2. A body that is vested with the authority, sets a value for the property, such as currencies and stamps which are valued by the government.
In terms of their precepts, the following are some areas where they differ:
1. Interest in sales differs from interest in loans. In a loan, any additional amount that is stipulated is interest and forbidden. However, in a sale, it is only forbidden if the item that is sold and the item acquired in return are both of the same type, and they are sold by weight or volume. In this case, any extra amount is interest and it is forbidden. Hence, if they are not of the same type, or they are not sold by weight or volume, it is not forbidden to take an extra amount, such as the case in commodities which are sold by count.
2. If a sale involves interest, it will invalidate the sale, and an exchange of ownership will not be realized. However, in the case of a loan, stipulating interest will not invalidate the loan. The debtor will become the owner of the loaned item. However, the creditor will not become the owner of the stipulated excess.
It is obvious that such money is not sold by weight or volume, and hence some of the jurisprudents (may the Lord raise their status) have said, “It is permissible to exchange this money for more or less of the same kind. It is also permissible to give this money in cash for a debt being owed, for less than it or more than it.”
However, to exchange something that has an arbitrary economic value, and is purchased and sold by count, for something more or less of the same kind is problematic.
In the event that the owner of the greater amount reaches a compromise settlement with the owner of the lesser amount, in that the owner of the greater amount would gift it to him, and he too would gift the lesser amount to him, then it will not be problematic. For example, the owner of nine hundred dollars would state to the owner of a thousand dollars, “I compromise with you that you would gift a thousand dollars to me and in return I would gift nine hundred dollars to you.”
1. A bill of exchange which is reflective of a real loan, meaning that the signatory in reality owes the amount mentioned in the bill to the payee, and the bill is a record of that loan.
2. A bill that is not reflective of a real loan; rather, it is only imaginary.
In the first kind, wherein the payee is in fact owed a time-specific loan, selling the bill for an amount that is more or less is not problematic, given that there is a difference (in the two), such as dollars for pounds, and given that it is not the price of a credit based transaction. However, if there is no difference, such as selling dollars for dollars, then it is problematic. However, if the transaction is carried out in the form of a compromise settlement as elaborated in article 2867, it will not be problematic.
In the second type, where the bill is imaginary, the payee cannot sell it to another person, since he is not owed anything by the signatory of the bill; rather, the bill of exchange was issued so that the payee would be able to make use of it. The manner of using it according to the shari’a is in the following manner: The payer deputizes the payee to sell the amount mentioned in the bill—such as 50 Saudi riyals which are worth 11,000 Iranian tumans—on his behalf to the bank for another kind of currency for a lesser value, such as 10,000 tumans, and also deputizes him to then sell the 10,000 tumans on the behalf of the payer to himself for the price of 50 Saudi riyals.

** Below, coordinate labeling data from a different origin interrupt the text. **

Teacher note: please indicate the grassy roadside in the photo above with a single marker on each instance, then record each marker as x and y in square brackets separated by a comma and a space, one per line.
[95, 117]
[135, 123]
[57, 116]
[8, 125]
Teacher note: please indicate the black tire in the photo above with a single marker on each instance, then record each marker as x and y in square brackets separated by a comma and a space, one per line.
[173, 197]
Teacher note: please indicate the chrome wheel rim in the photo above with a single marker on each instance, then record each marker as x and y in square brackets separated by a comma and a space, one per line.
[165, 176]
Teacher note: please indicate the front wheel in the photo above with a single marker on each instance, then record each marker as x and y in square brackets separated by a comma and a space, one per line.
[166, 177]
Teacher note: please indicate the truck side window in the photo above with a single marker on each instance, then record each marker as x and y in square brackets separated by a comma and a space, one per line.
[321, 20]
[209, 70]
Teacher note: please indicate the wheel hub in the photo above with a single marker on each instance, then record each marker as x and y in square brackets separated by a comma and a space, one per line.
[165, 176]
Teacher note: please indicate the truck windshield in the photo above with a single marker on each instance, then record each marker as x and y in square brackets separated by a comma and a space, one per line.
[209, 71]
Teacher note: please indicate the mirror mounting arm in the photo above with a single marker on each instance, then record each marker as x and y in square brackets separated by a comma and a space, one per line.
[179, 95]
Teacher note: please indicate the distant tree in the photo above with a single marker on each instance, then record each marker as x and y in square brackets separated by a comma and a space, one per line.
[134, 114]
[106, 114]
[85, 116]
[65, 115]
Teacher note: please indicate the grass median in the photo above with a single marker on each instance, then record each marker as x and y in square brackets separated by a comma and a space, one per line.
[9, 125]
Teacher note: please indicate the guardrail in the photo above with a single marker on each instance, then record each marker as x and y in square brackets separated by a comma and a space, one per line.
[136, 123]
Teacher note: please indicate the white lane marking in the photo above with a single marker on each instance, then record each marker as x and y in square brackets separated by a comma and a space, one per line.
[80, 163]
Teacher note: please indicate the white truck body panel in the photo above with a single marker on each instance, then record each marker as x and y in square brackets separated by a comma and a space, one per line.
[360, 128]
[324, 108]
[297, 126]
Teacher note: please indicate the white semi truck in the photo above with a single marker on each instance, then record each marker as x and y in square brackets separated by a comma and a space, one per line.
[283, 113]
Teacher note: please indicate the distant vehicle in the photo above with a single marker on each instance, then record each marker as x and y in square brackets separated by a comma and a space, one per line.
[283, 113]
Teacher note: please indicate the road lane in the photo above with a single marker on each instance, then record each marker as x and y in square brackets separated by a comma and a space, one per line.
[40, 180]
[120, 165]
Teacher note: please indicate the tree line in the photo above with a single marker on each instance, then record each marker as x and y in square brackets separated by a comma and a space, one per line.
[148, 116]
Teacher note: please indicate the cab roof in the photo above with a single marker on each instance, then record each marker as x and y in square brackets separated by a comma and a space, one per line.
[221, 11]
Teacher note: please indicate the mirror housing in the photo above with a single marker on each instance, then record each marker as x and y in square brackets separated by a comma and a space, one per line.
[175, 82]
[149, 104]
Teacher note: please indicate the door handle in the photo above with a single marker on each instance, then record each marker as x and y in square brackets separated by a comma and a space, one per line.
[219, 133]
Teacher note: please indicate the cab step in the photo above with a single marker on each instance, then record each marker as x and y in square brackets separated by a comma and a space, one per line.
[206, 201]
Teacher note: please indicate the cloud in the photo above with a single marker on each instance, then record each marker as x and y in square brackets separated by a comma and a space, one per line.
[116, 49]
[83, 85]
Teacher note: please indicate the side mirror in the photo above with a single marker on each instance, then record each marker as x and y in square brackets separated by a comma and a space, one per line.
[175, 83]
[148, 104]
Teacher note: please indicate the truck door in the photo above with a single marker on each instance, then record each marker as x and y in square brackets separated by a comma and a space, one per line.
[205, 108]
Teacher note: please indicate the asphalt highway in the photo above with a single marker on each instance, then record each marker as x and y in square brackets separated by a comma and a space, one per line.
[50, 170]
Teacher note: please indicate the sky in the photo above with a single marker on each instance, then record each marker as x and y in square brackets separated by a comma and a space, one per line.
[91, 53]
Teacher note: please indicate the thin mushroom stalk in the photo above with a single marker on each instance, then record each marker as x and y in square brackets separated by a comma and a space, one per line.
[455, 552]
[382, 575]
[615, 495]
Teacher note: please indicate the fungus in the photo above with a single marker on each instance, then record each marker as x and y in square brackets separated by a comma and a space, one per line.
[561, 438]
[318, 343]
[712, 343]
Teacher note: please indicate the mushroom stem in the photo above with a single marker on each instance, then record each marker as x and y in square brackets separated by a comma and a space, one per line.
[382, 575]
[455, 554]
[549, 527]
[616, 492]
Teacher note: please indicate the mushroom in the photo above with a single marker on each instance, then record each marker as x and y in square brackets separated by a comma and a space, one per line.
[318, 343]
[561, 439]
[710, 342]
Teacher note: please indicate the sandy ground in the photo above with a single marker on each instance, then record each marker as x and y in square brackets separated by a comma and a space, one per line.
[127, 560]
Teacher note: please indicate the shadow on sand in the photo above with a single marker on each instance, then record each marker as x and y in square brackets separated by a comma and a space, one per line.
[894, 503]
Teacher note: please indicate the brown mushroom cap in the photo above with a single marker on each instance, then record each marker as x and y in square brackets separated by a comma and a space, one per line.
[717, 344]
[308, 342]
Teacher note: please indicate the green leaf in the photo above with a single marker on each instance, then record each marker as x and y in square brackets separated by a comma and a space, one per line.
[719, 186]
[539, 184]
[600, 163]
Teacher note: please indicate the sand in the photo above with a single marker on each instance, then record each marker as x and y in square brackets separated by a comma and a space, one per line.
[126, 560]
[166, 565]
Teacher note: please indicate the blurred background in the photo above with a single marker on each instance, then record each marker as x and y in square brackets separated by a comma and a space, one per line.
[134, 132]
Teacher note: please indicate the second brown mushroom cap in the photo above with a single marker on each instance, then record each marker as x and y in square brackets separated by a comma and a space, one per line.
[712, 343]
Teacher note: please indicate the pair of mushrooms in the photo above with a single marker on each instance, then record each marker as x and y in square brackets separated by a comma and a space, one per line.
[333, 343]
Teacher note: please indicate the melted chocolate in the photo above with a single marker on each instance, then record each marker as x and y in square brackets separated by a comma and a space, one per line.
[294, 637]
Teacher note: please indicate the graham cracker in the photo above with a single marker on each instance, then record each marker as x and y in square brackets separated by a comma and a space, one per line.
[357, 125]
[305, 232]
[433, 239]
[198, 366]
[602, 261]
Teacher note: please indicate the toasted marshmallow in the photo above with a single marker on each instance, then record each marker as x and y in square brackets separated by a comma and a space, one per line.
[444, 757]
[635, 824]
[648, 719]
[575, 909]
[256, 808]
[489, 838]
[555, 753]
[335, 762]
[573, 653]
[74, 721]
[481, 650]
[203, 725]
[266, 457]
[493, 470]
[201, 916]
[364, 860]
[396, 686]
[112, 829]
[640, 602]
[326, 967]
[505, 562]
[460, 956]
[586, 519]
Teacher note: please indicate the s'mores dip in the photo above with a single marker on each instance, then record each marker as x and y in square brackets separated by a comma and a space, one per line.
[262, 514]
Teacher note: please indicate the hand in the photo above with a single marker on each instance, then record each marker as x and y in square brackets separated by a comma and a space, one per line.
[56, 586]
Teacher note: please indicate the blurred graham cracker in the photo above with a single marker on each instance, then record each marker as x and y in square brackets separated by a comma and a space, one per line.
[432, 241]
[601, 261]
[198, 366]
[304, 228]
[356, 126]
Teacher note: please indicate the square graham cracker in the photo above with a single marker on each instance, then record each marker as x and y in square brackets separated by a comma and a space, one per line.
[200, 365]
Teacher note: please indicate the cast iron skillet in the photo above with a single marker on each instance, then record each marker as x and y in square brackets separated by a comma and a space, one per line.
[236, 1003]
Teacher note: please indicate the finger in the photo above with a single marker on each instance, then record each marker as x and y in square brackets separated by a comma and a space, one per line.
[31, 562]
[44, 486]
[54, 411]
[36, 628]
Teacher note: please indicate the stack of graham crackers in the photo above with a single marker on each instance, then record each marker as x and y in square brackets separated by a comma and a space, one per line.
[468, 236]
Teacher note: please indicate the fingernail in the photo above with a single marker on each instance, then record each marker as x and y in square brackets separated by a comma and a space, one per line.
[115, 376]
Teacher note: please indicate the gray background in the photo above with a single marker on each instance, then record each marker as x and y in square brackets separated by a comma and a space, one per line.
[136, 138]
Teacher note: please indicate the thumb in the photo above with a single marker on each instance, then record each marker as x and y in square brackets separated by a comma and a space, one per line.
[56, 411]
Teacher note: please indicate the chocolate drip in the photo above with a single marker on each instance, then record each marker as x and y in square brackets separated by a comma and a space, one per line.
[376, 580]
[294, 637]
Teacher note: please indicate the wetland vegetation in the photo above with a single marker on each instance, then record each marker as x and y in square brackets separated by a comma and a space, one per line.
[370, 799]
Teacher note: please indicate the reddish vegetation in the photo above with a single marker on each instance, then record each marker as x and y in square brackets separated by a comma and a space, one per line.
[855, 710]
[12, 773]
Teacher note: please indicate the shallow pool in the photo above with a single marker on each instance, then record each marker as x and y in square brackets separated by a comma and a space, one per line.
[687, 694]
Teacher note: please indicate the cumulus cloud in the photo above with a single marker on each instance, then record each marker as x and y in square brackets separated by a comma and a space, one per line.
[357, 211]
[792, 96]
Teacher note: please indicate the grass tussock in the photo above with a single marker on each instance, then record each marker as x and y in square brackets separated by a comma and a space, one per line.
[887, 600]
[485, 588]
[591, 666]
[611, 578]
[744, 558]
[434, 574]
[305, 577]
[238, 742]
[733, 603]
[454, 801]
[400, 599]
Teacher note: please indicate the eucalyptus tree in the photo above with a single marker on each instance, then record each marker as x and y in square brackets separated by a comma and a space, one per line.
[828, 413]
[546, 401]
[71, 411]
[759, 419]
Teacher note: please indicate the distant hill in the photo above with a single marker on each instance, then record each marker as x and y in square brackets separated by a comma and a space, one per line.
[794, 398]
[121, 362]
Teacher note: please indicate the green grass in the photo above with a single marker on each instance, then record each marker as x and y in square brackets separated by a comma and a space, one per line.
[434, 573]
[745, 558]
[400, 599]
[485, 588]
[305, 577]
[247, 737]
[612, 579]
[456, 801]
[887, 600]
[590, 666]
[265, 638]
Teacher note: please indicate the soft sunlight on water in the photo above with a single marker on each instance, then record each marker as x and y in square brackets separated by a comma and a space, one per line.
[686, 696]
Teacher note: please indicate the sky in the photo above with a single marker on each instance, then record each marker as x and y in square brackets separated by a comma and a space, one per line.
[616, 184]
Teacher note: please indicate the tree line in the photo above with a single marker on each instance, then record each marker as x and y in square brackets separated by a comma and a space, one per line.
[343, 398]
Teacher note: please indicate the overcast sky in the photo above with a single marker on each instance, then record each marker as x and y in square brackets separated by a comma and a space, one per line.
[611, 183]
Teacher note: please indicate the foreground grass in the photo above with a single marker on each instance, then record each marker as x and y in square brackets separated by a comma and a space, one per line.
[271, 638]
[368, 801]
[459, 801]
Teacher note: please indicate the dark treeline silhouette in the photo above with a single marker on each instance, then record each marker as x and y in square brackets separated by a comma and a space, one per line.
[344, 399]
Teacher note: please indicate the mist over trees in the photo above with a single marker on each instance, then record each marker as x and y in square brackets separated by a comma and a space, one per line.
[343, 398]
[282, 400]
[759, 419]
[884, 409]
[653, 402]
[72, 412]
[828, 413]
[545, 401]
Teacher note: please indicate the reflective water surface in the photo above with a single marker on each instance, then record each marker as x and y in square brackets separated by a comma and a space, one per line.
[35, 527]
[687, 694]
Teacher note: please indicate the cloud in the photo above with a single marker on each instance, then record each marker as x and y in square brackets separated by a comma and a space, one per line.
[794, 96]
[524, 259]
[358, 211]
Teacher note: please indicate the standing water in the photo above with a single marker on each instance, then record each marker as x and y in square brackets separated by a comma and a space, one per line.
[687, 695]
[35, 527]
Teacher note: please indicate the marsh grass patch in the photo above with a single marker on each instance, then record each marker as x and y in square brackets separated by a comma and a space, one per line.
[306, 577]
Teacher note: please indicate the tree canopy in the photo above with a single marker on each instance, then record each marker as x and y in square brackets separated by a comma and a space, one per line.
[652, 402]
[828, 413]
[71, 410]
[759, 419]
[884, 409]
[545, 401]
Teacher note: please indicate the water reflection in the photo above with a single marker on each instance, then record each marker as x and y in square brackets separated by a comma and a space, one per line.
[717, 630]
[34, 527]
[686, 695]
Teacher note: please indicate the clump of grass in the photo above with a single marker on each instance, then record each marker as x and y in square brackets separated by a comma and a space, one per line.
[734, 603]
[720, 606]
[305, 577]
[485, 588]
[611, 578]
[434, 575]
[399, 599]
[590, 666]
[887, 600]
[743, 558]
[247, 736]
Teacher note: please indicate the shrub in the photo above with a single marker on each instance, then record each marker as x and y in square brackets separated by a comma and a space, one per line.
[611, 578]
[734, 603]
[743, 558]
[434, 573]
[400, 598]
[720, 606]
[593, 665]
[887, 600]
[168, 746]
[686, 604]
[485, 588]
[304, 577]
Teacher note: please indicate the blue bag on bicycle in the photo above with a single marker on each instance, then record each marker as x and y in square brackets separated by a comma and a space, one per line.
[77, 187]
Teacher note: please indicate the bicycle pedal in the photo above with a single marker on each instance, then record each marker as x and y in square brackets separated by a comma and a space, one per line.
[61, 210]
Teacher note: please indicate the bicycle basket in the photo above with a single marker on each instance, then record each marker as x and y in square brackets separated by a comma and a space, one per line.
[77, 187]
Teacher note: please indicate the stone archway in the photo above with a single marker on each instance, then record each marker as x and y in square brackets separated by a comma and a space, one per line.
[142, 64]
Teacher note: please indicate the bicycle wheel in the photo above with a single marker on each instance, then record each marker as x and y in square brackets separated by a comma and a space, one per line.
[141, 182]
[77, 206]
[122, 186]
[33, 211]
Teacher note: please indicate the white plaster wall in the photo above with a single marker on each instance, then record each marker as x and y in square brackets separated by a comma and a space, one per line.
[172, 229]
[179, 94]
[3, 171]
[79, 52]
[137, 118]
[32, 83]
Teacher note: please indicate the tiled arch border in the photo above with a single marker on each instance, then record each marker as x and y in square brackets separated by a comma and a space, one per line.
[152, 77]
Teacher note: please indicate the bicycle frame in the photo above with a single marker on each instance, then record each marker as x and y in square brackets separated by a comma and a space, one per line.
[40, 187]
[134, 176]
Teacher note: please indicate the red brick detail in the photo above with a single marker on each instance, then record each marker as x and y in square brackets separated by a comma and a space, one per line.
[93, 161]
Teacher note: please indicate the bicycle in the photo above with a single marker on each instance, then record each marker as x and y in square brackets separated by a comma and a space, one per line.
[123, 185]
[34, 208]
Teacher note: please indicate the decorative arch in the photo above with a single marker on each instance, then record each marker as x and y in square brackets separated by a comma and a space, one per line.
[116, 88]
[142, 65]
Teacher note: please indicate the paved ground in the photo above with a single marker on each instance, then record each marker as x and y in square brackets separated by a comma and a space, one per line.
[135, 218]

In this manner, the payee becomes indebted to the payer in the amount that the payer has become indebted to the bank, which is 50 riyals.
Another manner would be a case where the bank loans the amount of the bill to the payee, and in return the payee pays an amount to the bank as documentation fees, without it being stipulated by the bank. However, if it is stipulated as a condition, even if it be non-explicitly understood, it will be considered an interest-based loan.
There is no problem for the payer to demand the amount of the bill from the payee, and acquire it from him, because the payee has transferred his debt to the bank in its entire amount from the bank to the payer.